In the past few months our vines have shown strong second year development. We've had to make very important decisions about how to maintain weed control and how to manage vineyard pests and diseases.
Budburst came in early April closely followed by a ferocious attack by slugs and snails. Clearly, green shoots at this time of the year protected by vine tubes and the warm climate inside make for easy pickings for the mollusc population. We dealt with this threat to our young vines using ferric phosphate slug pellets marketed as Sluxx and beer traps. The Sluxx worked well and is an eco-friendly alternative to conventional slug pellets made of metaldehyde known to be harmful to wildlife.
Weed control we have managed using conventional herbicides: Round-up and Harvest. Applications have been kept to a minimum and have been supplemented with hand weed control and strimming. In years to come when the vines are established we may move to mechanical methods of weed control or under vine cover cropping.
Our philosophy has developed such that we are following conventional viticultural practices but using pesticides sparingly. Although we are attracted to organic practices, there are pros and cons and organic vine spraying of copper based products involves more spraying and isn't free from risks. Our disease resistant varietals particularly Regent and Rondo (so-called PIWIs from their German name) are proving to us to be the answer to reducing the need to spray vines in the vineyard.
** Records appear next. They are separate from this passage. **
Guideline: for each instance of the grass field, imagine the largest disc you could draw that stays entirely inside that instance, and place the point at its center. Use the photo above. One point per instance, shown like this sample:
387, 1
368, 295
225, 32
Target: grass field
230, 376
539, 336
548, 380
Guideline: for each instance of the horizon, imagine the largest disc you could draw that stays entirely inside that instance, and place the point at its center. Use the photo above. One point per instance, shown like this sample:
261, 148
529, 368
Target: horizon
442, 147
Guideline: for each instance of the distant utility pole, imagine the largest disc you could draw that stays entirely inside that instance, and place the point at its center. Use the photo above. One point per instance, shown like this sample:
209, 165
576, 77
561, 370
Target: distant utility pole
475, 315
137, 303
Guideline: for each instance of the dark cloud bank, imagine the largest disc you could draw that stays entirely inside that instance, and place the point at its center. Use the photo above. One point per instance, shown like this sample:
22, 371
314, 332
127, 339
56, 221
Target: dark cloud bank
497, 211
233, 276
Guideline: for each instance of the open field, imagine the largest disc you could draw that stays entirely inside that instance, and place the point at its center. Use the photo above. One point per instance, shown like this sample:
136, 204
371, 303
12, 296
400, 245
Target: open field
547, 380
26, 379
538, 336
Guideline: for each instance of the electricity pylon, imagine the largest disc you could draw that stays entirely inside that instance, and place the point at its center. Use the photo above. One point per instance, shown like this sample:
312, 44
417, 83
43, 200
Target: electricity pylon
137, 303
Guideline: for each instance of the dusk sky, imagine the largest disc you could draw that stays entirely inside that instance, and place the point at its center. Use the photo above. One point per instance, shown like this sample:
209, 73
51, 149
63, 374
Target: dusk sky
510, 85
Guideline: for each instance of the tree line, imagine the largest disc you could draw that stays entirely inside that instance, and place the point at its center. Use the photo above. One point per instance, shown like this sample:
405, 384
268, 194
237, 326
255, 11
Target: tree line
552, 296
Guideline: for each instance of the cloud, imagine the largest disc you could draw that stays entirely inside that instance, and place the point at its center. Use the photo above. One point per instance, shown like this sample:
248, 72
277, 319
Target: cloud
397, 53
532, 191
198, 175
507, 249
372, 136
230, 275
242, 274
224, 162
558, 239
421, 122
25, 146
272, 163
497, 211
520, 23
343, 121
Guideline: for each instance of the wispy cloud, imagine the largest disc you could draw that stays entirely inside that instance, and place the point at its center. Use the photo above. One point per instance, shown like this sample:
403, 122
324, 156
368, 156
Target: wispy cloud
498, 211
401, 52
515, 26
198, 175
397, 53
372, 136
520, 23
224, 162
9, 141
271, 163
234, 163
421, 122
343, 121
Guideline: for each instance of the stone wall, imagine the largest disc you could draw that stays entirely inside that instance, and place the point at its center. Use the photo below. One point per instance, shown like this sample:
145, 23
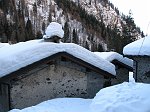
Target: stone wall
143, 69
60, 79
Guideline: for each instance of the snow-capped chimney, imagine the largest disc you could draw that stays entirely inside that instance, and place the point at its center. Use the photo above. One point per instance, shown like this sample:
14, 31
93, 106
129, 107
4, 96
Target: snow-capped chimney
54, 33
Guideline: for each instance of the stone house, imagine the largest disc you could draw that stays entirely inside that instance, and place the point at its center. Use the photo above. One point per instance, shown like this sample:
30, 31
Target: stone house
123, 65
34, 71
140, 53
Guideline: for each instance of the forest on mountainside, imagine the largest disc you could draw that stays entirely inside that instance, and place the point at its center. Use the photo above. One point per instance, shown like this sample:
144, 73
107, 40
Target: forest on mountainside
18, 23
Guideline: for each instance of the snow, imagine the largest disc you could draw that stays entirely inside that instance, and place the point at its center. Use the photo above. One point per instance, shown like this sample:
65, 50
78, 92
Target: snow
54, 29
3, 44
60, 105
125, 97
140, 47
25, 53
110, 56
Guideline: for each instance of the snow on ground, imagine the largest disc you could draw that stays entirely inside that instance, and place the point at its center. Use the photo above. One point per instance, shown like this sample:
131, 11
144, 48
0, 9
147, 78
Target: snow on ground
60, 105
25, 53
139, 47
110, 56
125, 97
3, 44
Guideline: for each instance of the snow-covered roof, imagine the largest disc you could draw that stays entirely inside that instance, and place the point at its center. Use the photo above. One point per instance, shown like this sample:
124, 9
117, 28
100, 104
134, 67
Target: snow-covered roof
22, 54
54, 29
110, 56
3, 44
140, 47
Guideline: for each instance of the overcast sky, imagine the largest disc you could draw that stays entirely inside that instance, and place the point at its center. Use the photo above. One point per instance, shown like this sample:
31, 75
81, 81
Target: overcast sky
140, 10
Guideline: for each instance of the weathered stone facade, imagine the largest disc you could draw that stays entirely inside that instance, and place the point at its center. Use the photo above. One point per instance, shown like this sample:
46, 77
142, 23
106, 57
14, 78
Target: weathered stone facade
142, 69
58, 79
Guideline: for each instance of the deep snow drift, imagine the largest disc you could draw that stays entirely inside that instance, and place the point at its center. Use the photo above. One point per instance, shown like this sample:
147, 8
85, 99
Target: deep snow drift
125, 97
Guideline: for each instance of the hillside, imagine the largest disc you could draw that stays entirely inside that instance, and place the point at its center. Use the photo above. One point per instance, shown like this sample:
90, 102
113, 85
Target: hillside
94, 24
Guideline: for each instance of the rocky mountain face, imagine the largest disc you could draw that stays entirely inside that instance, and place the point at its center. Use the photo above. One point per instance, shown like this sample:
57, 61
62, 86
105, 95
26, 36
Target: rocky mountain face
93, 24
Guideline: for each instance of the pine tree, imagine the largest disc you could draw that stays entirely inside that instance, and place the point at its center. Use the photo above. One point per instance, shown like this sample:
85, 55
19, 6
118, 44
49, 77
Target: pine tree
75, 37
66, 32
29, 30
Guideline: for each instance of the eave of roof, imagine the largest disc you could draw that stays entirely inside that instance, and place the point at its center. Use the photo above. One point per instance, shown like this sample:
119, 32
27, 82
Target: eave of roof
52, 57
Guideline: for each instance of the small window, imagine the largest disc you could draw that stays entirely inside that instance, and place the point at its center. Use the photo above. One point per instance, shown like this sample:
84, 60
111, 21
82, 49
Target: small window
63, 59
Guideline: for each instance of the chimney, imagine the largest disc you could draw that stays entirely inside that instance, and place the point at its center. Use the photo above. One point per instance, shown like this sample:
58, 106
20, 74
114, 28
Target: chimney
54, 33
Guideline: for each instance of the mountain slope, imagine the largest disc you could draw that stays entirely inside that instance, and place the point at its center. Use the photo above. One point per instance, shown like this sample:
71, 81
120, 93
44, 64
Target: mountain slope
93, 24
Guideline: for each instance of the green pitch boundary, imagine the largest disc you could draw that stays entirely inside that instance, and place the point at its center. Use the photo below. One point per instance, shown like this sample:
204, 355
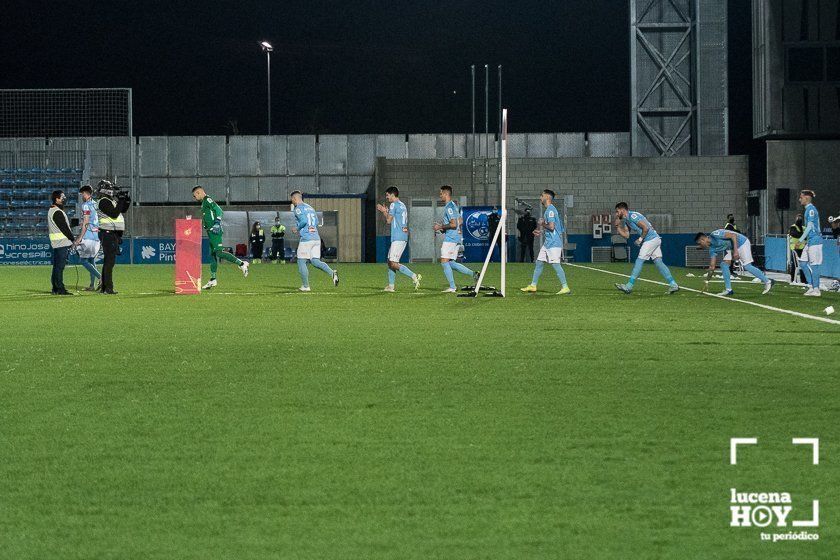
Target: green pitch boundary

Neither has shown any signs of either Downy or Powdery mildew.
Wind damage and its impact on tender growing shoots is something we have had to keep an eye on particularly when there are hungry rabbits around with an appetite for vine shoots and leaves. It's been an unusually windy year too. For many weeks we've kept the vines tied-up and tucked in to keep them safe growing upright contained by the foliage wires on the trellising. Some vines have been growing very tall indeed in which case they've needed to be topped, an unexpectedly nice job to do at this stage.
The vineyard is looking fabulous in it's second year thanks to hard work and good management.